Weather is so often the accomplice of dark enterprise! The financial weather at this time was very bad and favored the Bullguard conspiracy. Confidence, which in this case means the expectation of profit, was in decline. It had never recovered from the shock of that first accident to greed’s cauldron three months before when an ignorant popular mania for speculation came all at once to grief. Since then the rise of feeling against trusts, and the certainty that it would be translated into political action, had filled Wall Street with confusion and alarm.

Bullguard’s part was to focus all this distrust and fear upon Galt. Each day the papers reported the weakness of Galt securities, how they fell under the selling of uneasy holders, and what the latest and most sinister rumors were. That was news. Nobody could help printing it. The financial editors each day repeated what eminent bankers said: “We pray to be delivered from this Jonah. His ways are not our ways, yet he bringeth wrath upon all alike.” That was true. They said it; they even believed it. The financial editors could not be blamed for writing it.

So many winds running their feet together, like people in a mob, create a storm; and when it is over and they are themselves again, sane little winds, they wonder at what was done. The Wall Street news tickers reported that certain banks were refusing to lend money on Galt securities. This may have been a stroke of the conspiracy or merely a reaction to the prevailing fear, or both interacting. One never knows. But it was true, and Great Midwestern securities suffered another frightful fall.

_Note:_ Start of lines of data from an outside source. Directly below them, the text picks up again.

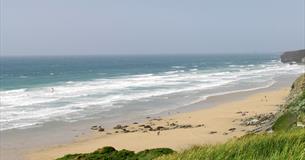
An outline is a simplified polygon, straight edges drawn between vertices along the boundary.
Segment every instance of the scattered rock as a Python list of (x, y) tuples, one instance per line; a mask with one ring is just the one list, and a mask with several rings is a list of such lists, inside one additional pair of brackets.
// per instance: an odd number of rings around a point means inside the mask
[(97, 129), (98, 129), (97, 126), (92, 126), (92, 127), (91, 127), (91, 130), (97, 130)]
[(115, 127), (113, 127), (113, 129), (124, 129), (124, 128), (127, 128), (127, 127), (128, 127), (127, 125), (122, 126), (122, 125), (118, 124)]
[(152, 129), (152, 127), (150, 125), (144, 125), (144, 128), (148, 128), (148, 129)]
[(179, 125), (179, 128), (193, 128), (193, 126), (190, 124), (185, 124), (185, 125)]
[(195, 127), (204, 127), (204, 124), (198, 124), (198, 125), (196, 125)]
[(230, 128), (229, 131), (234, 132), (236, 128)]
[(273, 113), (259, 114), (259, 115), (252, 116), (250, 118), (242, 119), (241, 125), (260, 126), (260, 125), (271, 122), (274, 118), (275, 118), (275, 115)]
[(99, 126), (99, 127), (98, 127), (98, 131), (99, 131), (99, 132), (104, 132), (105, 129), (104, 129), (102, 126)]

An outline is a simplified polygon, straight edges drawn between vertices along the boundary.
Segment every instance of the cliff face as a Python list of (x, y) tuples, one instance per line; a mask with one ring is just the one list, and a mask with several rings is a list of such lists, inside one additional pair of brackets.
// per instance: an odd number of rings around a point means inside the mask
[(285, 52), (281, 55), (281, 61), (283, 63), (305, 63), (305, 49)]
[(305, 74), (301, 75), (293, 82), (288, 96), (288, 102), (292, 101), (303, 92), (305, 92)]

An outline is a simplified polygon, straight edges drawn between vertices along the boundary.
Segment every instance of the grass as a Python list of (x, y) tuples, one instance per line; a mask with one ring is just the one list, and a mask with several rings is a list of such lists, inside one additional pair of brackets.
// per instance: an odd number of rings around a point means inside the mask
[(297, 113), (295, 112), (286, 112), (282, 116), (280, 116), (274, 125), (272, 126), (272, 129), (274, 131), (287, 131), (290, 128), (293, 128), (297, 124)]
[(304, 160), (305, 130), (247, 135), (219, 145), (197, 146), (157, 160)]
[(135, 153), (125, 149), (118, 151), (113, 147), (104, 147), (92, 153), (68, 154), (57, 160), (152, 160), (173, 152), (169, 148), (156, 148)]
[(274, 131), (287, 131), (295, 128), (297, 122), (305, 122), (305, 91), (286, 105), (286, 111), (272, 126)]

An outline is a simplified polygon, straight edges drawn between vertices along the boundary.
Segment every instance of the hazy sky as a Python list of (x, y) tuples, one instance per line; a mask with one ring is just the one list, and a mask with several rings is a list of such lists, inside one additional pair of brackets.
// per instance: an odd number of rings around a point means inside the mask
[(1, 54), (305, 48), (304, 0), (1, 0)]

This went on for three weeks with scarcely an interruption. Day after day Galt stood at the ticker watching Great Midwestern fall,—

to 150,

to 140,

to 130,

to 120, and did nothing. For the first time in his life he was on the defensive. That made the strain much worse. His normal relief was in action. He loved to carry the fight to the enemy, even rashly; but foolhardy he was not. He had foreseen that at the crucial moment he should stand alone against the field. Nobody believed he could win. The odds were too great. Therefore he could rely only upon himself.

One by one, by twos and threes, then by groups, his supporters fell away. Those who had submitted to his rule from fear were the first to go over to the other side, surreptitiously at first, lest they should have guessed wrong, then openly as they saw how the fight seemed to be going against him. Several bankers publicly renounced their relations with him. Others whose allegiance was for profit only, whose gains were wet with the sweat of their pride, forsook him as fast as they were convinced that his career as a money maker was at an end. Potter was one of these, and the last to go. He did it handsomely according to his way. One day he came in.

“Galt,” he said, “I know you are in a hell of a fix and I have done not one damn thing to help. I’m not that kind of person. I hate to quit a man in trouble. So I’ve come to tell you why. There are two reasons. One reason is I’ve got so much of this Great Midwestern stuff that it’s all I can do to take care of myself. I didn’t get out in time, and now I can’t get out at all.... The other reason is ... well, I’ll say it ... why not?... You have trampled on my pride until I have no liking for you left. You’re the most hateful man I ever did business with. That’s why.”